Knowing that all young people must be inoculated against incurable ennui, a sixth-grade teacher in France apparently sought to educate his charges in the empty cruelties of life with a screening of Saw, the film that reimagines Jean Paul-Sartre’s No Exit with more mutilation. “This will be your first horror film," Jean-Baptiste Clément reportedly said to his students, presumably meaning that it would also be their first introduction to the horrors of existence—an unfathomable situation in which “free will” is merely the ability to decide how and when you will die, and where the tortures inflicted upon them spring from a self-imposed morality, or occasionally from springs with big spikes on them.
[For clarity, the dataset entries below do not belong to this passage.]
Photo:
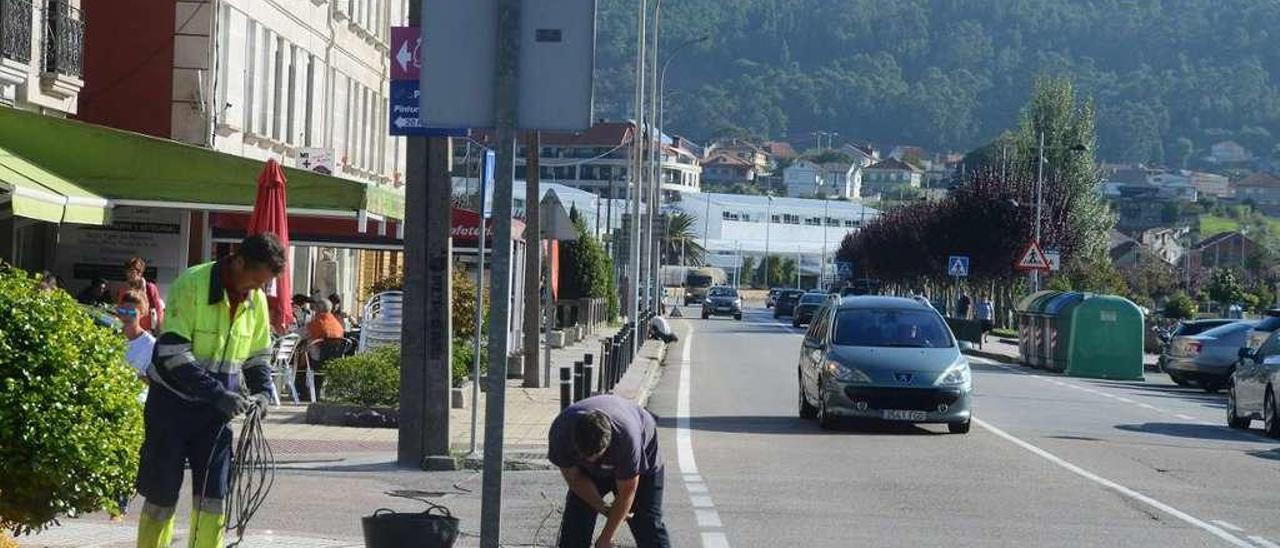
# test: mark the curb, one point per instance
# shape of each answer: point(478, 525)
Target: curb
point(638, 383)
point(996, 356)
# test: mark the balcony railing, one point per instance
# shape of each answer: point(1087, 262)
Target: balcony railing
point(16, 30)
point(64, 39)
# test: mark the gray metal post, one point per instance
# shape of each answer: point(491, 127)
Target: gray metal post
point(534, 377)
point(636, 165)
point(506, 104)
point(475, 364)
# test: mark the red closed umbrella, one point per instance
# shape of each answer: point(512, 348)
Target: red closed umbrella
point(270, 214)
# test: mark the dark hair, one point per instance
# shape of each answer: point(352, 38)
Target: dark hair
point(592, 434)
point(263, 250)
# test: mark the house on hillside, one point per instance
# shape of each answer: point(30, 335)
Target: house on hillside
point(887, 177)
point(1229, 249)
point(727, 168)
point(1262, 190)
point(863, 155)
point(1228, 153)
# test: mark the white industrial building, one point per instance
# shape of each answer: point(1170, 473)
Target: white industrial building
point(732, 227)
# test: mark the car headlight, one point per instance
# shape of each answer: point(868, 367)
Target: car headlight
point(955, 375)
point(846, 374)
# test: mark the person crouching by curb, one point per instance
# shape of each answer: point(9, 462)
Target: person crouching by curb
point(661, 329)
point(608, 444)
point(216, 330)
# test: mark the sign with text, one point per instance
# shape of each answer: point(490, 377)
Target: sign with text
point(406, 53)
point(405, 96)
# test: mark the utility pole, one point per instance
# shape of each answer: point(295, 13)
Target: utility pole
point(636, 169)
point(1040, 190)
point(425, 361)
point(506, 105)
point(533, 260)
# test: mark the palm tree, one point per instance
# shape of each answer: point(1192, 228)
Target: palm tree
point(680, 243)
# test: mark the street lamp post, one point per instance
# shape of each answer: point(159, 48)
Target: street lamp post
point(768, 223)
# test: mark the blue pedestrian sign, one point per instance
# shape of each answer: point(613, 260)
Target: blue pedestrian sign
point(405, 109)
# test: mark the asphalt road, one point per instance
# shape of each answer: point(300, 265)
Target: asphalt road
point(1051, 460)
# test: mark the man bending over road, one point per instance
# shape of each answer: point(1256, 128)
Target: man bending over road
point(609, 444)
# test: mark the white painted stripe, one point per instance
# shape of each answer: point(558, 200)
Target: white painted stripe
point(1226, 525)
point(1264, 542)
point(1208, 528)
point(714, 539)
point(699, 497)
point(708, 519)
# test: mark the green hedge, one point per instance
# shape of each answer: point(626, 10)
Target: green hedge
point(71, 424)
point(368, 378)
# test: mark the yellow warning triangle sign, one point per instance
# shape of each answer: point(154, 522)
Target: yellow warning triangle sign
point(1033, 259)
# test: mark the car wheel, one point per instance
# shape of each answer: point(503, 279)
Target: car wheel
point(1233, 418)
point(826, 420)
point(807, 410)
point(1270, 419)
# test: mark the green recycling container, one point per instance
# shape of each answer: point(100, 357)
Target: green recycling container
point(1057, 319)
point(1105, 338)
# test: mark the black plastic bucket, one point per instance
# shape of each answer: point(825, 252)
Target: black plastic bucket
point(388, 529)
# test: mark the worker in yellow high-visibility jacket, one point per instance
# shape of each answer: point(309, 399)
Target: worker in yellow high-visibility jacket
point(216, 330)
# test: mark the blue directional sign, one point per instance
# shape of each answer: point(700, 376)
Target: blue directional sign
point(958, 266)
point(405, 109)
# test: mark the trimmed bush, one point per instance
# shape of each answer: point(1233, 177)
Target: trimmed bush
point(71, 424)
point(368, 379)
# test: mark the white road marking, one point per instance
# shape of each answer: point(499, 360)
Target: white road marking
point(702, 502)
point(714, 539)
point(1264, 542)
point(708, 519)
point(1192, 520)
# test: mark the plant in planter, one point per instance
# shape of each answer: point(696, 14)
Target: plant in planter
point(366, 379)
point(71, 425)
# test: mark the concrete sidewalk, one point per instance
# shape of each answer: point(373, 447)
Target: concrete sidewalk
point(329, 476)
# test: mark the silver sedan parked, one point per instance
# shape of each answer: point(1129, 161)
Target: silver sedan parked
point(883, 357)
point(1253, 388)
point(1206, 359)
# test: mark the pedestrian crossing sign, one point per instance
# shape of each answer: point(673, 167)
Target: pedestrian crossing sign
point(1033, 259)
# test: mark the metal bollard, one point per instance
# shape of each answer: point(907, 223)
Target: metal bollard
point(579, 389)
point(566, 387)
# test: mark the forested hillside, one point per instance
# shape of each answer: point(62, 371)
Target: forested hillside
point(1169, 77)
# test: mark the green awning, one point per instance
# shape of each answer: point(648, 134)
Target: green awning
point(37, 193)
point(124, 165)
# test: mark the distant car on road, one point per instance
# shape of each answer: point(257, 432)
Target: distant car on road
point(786, 302)
point(883, 357)
point(772, 298)
point(1208, 357)
point(1252, 393)
point(807, 307)
point(722, 301)
point(1269, 324)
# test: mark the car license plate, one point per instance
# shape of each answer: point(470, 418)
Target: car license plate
point(903, 415)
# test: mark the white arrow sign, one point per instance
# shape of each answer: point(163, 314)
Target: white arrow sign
point(1033, 259)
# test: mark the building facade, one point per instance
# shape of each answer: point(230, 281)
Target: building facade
point(891, 176)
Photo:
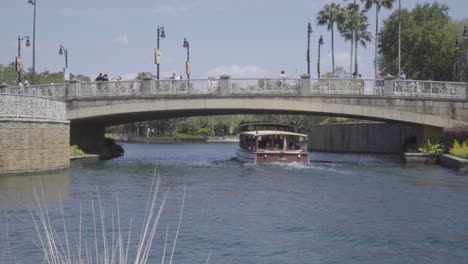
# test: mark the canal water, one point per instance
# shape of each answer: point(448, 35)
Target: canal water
point(344, 209)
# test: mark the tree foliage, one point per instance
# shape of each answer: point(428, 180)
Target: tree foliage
point(331, 15)
point(427, 43)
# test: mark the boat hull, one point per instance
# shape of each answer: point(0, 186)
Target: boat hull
point(271, 156)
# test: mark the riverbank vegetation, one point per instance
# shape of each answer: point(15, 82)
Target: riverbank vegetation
point(76, 151)
point(113, 240)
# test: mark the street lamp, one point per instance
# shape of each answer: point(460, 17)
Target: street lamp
point(65, 70)
point(309, 31)
point(19, 60)
point(33, 2)
point(161, 34)
point(187, 63)
point(318, 60)
point(465, 36)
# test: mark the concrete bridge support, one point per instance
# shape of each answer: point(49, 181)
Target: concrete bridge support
point(89, 137)
point(424, 133)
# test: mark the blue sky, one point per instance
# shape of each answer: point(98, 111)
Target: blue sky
point(242, 38)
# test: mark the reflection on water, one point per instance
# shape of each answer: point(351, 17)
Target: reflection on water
point(18, 190)
point(348, 209)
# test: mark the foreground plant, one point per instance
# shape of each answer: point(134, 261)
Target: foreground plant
point(434, 150)
point(459, 150)
point(107, 247)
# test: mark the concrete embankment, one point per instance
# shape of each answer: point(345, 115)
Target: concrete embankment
point(372, 138)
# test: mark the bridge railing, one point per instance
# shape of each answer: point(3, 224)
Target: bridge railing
point(250, 86)
point(18, 107)
point(111, 88)
point(47, 90)
point(430, 89)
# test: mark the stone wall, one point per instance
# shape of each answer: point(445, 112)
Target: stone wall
point(379, 138)
point(29, 146)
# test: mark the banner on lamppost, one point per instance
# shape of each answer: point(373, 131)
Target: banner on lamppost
point(19, 64)
point(66, 75)
point(157, 56)
point(187, 67)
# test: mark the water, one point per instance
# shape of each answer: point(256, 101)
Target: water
point(350, 209)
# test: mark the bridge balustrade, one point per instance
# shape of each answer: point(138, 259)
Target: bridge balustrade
point(247, 86)
point(430, 89)
point(20, 107)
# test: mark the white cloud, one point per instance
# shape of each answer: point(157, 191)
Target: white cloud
point(176, 9)
point(121, 40)
point(239, 71)
point(85, 12)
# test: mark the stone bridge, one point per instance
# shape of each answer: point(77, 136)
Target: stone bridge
point(429, 106)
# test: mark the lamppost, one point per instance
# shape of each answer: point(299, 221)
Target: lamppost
point(33, 2)
point(465, 36)
point(187, 63)
point(65, 70)
point(161, 34)
point(19, 60)
point(309, 31)
point(457, 47)
point(455, 68)
point(318, 60)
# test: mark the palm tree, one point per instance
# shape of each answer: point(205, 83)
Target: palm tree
point(347, 29)
point(361, 35)
point(330, 15)
point(387, 4)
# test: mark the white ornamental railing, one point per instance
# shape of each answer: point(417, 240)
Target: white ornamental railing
point(250, 86)
point(23, 107)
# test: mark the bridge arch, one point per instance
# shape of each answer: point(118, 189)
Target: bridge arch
point(113, 111)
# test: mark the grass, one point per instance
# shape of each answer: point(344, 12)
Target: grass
point(105, 247)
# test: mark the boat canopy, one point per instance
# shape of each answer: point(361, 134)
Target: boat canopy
point(271, 132)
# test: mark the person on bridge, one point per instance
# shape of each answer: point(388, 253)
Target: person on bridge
point(402, 75)
point(99, 78)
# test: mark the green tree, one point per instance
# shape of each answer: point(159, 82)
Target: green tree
point(427, 42)
point(361, 35)
point(387, 4)
point(330, 15)
point(347, 29)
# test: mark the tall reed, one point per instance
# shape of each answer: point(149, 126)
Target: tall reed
point(105, 247)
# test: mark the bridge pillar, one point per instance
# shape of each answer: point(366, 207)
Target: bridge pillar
point(89, 137)
point(4, 88)
point(389, 84)
point(424, 133)
point(224, 84)
point(147, 86)
point(74, 88)
point(306, 86)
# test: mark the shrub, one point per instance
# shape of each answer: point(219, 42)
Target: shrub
point(449, 136)
point(459, 150)
point(433, 149)
point(76, 151)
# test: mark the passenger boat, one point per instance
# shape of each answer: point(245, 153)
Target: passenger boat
point(271, 142)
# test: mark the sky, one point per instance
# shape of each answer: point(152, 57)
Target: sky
point(242, 38)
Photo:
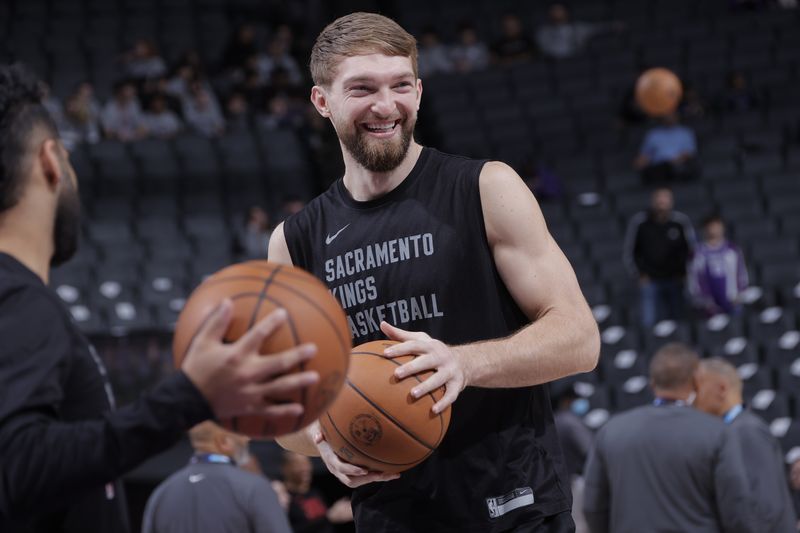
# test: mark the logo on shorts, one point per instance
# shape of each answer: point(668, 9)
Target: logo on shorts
point(500, 505)
point(366, 429)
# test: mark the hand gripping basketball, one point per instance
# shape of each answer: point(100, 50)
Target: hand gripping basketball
point(235, 379)
point(432, 354)
point(349, 474)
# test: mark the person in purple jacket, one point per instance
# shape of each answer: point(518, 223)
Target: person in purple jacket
point(717, 273)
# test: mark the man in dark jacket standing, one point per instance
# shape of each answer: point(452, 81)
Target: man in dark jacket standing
point(719, 393)
point(667, 466)
point(63, 443)
point(657, 247)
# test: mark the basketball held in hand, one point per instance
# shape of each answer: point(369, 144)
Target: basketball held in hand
point(375, 422)
point(257, 288)
point(658, 92)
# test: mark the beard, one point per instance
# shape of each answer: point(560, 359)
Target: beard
point(377, 155)
point(66, 229)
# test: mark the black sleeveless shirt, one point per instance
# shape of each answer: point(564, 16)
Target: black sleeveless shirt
point(418, 257)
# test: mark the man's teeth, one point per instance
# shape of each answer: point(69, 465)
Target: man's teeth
point(380, 127)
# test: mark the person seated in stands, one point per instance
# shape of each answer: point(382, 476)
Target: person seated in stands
point(668, 153)
point(161, 122)
point(717, 273)
point(561, 37)
point(469, 53)
point(514, 46)
point(434, 57)
point(122, 117)
point(82, 116)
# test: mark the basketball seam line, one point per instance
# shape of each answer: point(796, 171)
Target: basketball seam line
point(439, 416)
point(344, 438)
point(390, 417)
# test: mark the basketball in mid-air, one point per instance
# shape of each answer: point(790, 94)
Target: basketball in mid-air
point(375, 422)
point(257, 288)
point(658, 91)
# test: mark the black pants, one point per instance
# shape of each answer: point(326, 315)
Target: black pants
point(560, 523)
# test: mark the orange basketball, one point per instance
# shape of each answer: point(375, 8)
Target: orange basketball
point(658, 91)
point(256, 289)
point(375, 422)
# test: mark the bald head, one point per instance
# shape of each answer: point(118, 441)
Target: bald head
point(719, 387)
point(672, 369)
point(209, 437)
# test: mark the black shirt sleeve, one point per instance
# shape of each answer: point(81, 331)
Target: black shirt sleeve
point(46, 459)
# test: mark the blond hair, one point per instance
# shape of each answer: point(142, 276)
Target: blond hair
point(359, 34)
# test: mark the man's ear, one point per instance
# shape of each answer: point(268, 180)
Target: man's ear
point(49, 157)
point(320, 100)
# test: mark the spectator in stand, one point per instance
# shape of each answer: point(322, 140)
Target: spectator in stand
point(794, 481)
point(82, 116)
point(719, 393)
point(201, 111)
point(668, 153)
point(278, 55)
point(160, 121)
point(254, 236)
point(143, 61)
point(657, 246)
point(738, 96)
point(514, 46)
point(240, 48)
point(122, 117)
point(434, 57)
point(188, 69)
point(576, 441)
point(237, 113)
point(717, 273)
point(469, 53)
point(561, 37)
point(308, 512)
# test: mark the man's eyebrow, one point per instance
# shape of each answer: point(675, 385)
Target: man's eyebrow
point(365, 79)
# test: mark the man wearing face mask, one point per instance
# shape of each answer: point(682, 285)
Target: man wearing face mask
point(64, 444)
point(666, 466)
point(213, 493)
point(576, 441)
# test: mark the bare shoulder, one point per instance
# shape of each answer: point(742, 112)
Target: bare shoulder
point(278, 249)
point(507, 202)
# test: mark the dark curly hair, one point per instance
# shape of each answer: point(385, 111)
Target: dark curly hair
point(21, 111)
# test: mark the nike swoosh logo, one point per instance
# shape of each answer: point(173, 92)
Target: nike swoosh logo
point(329, 238)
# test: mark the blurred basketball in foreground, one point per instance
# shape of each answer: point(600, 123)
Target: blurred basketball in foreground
point(375, 422)
point(257, 288)
point(658, 91)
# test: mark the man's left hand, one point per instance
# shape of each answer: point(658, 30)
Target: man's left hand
point(431, 354)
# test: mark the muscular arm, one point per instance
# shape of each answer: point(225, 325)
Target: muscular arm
point(563, 338)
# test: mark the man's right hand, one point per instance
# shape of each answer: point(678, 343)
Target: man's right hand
point(351, 475)
point(236, 380)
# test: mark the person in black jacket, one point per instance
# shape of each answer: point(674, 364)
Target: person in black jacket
point(719, 393)
point(657, 246)
point(63, 444)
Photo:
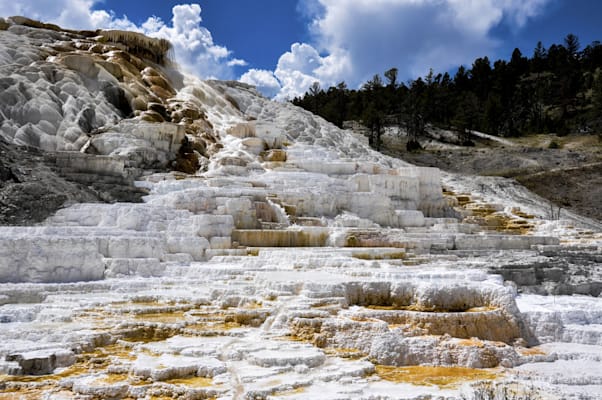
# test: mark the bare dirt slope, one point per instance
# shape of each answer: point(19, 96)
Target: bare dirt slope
point(32, 187)
point(569, 176)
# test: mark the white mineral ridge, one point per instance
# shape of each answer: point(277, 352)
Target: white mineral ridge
point(291, 266)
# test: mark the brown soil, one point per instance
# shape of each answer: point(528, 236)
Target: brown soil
point(569, 176)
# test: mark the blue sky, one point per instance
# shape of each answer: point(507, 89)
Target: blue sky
point(283, 46)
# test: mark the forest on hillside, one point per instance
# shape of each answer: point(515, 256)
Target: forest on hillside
point(556, 90)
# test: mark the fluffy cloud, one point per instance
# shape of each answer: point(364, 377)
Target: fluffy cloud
point(354, 39)
point(193, 44)
point(412, 35)
point(351, 40)
point(265, 81)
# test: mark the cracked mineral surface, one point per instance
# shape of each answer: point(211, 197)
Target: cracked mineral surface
point(273, 255)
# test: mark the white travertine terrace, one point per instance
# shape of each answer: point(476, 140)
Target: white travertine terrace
point(298, 263)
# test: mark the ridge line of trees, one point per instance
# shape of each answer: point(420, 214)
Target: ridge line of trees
point(556, 90)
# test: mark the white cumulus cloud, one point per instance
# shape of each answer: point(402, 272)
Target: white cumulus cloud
point(354, 39)
point(265, 81)
point(193, 44)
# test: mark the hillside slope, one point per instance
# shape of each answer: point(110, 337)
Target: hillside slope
point(284, 259)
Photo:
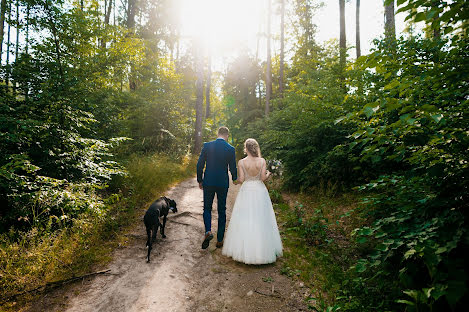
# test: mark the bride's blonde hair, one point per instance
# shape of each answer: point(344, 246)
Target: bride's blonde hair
point(251, 146)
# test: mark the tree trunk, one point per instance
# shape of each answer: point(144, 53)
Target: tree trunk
point(26, 43)
point(56, 40)
point(342, 39)
point(436, 27)
point(7, 74)
point(3, 10)
point(268, 79)
point(107, 18)
point(282, 48)
point(259, 77)
point(389, 23)
point(199, 103)
point(207, 88)
point(17, 41)
point(131, 27)
point(131, 8)
point(357, 30)
point(17, 45)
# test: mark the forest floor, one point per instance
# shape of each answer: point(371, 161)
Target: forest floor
point(181, 276)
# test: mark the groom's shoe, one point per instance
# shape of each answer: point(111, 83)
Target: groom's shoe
point(207, 239)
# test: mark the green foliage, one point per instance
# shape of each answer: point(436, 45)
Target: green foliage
point(415, 121)
point(71, 245)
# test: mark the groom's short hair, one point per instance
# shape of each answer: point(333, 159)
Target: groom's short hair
point(223, 131)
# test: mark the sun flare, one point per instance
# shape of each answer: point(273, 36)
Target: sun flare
point(221, 25)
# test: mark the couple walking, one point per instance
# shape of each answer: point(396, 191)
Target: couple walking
point(252, 236)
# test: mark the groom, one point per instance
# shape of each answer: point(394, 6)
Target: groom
point(216, 156)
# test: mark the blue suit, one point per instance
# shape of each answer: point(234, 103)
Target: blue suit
point(217, 157)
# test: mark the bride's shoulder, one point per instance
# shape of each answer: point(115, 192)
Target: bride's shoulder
point(241, 160)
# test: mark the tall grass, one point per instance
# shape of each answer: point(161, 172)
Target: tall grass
point(318, 249)
point(40, 256)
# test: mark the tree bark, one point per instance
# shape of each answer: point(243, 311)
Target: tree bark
point(207, 88)
point(56, 40)
point(17, 42)
point(342, 39)
point(7, 74)
point(3, 10)
point(131, 8)
point(436, 27)
point(282, 48)
point(107, 18)
point(389, 22)
point(357, 30)
point(26, 43)
point(199, 103)
point(268, 79)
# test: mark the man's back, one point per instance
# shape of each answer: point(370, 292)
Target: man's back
point(217, 157)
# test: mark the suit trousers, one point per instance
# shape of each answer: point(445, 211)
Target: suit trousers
point(209, 195)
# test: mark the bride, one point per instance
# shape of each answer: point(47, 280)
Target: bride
point(252, 236)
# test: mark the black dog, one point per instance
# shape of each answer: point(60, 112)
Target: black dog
point(158, 209)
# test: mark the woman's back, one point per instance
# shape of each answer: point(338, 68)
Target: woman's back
point(252, 166)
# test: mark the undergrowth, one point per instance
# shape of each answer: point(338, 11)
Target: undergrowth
point(318, 248)
point(30, 260)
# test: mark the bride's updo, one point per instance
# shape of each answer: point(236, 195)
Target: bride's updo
point(251, 146)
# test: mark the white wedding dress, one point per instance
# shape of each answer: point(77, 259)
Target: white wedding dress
point(252, 236)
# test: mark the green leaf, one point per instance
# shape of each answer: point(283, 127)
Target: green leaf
point(394, 83)
point(409, 253)
point(419, 17)
point(437, 117)
point(405, 302)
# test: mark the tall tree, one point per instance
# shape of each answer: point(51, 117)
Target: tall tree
point(268, 78)
point(342, 39)
point(7, 80)
point(107, 18)
point(282, 47)
point(389, 22)
point(207, 88)
point(199, 103)
point(26, 43)
point(17, 42)
point(357, 29)
point(131, 9)
point(3, 10)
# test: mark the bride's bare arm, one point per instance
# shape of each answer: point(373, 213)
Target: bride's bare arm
point(265, 174)
point(240, 173)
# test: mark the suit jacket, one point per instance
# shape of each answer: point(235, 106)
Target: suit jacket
point(216, 156)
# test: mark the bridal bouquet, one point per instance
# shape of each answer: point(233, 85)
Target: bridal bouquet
point(275, 167)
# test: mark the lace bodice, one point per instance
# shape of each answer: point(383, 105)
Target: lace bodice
point(248, 177)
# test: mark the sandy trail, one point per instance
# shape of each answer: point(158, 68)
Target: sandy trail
point(181, 276)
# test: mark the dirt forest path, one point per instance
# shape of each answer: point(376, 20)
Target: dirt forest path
point(182, 276)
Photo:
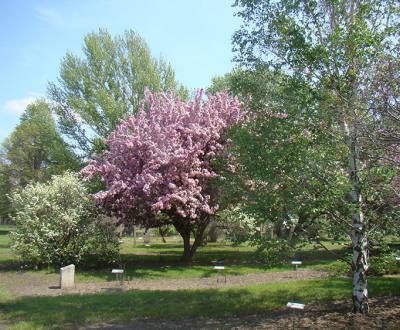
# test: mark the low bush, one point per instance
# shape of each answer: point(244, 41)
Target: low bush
point(57, 224)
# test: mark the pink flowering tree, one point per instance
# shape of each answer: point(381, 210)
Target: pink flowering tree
point(158, 168)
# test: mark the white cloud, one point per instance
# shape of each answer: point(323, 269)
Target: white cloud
point(50, 15)
point(17, 106)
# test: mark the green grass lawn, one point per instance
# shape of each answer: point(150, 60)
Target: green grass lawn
point(62, 311)
point(162, 260)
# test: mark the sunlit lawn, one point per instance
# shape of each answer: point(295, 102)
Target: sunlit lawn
point(162, 260)
point(71, 311)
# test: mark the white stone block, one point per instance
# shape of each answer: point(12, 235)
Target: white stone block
point(67, 277)
point(295, 305)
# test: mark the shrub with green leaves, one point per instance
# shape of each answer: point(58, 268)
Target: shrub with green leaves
point(56, 224)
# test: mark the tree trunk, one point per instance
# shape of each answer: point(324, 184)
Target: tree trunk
point(187, 255)
point(360, 265)
point(359, 234)
point(184, 230)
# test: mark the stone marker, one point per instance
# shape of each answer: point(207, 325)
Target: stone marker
point(119, 273)
point(67, 277)
point(147, 238)
point(296, 263)
point(295, 305)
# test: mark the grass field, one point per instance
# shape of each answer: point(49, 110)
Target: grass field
point(70, 311)
point(162, 260)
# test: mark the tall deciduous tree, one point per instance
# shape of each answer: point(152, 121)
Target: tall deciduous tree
point(331, 46)
point(33, 152)
point(96, 92)
point(161, 161)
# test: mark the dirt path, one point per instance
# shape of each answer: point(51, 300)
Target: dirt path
point(28, 284)
point(384, 314)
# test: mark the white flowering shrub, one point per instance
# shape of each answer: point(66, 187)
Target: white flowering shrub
point(56, 224)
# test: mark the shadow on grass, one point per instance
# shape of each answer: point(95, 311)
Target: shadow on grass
point(124, 306)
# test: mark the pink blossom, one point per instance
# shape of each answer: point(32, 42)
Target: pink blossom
point(160, 159)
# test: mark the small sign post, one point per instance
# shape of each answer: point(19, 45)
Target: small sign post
point(296, 263)
point(221, 270)
point(294, 306)
point(119, 273)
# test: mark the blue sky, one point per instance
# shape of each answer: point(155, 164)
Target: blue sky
point(193, 35)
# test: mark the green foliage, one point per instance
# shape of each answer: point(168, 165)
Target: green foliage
point(56, 225)
point(274, 252)
point(32, 153)
point(96, 92)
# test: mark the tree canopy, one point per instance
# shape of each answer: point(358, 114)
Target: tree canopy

Unfortunately, some of the children were not yet ready to sever ties with life’s cheerful illusions as readily as Cary Elwes severs his foot: Some parents complained to the school, such as the father who said his son came home that day “visibly in some discomfort,” likely only growing more melancholy after his second glass of wine. (“I would like to play a game… Ah, and what is life but a game we must all play, one without rules or potential for victory?” his son probably slurred despondently through merlot-stained teeth.) In response, the school gave Clément a one-day suspension while it conducted an inquiry into its possible legal recourses, leaving Clément to wait in limbo while some outside forces determined his fate. “Oui… Exactement,” Clement said, we hope.  [via Gawker]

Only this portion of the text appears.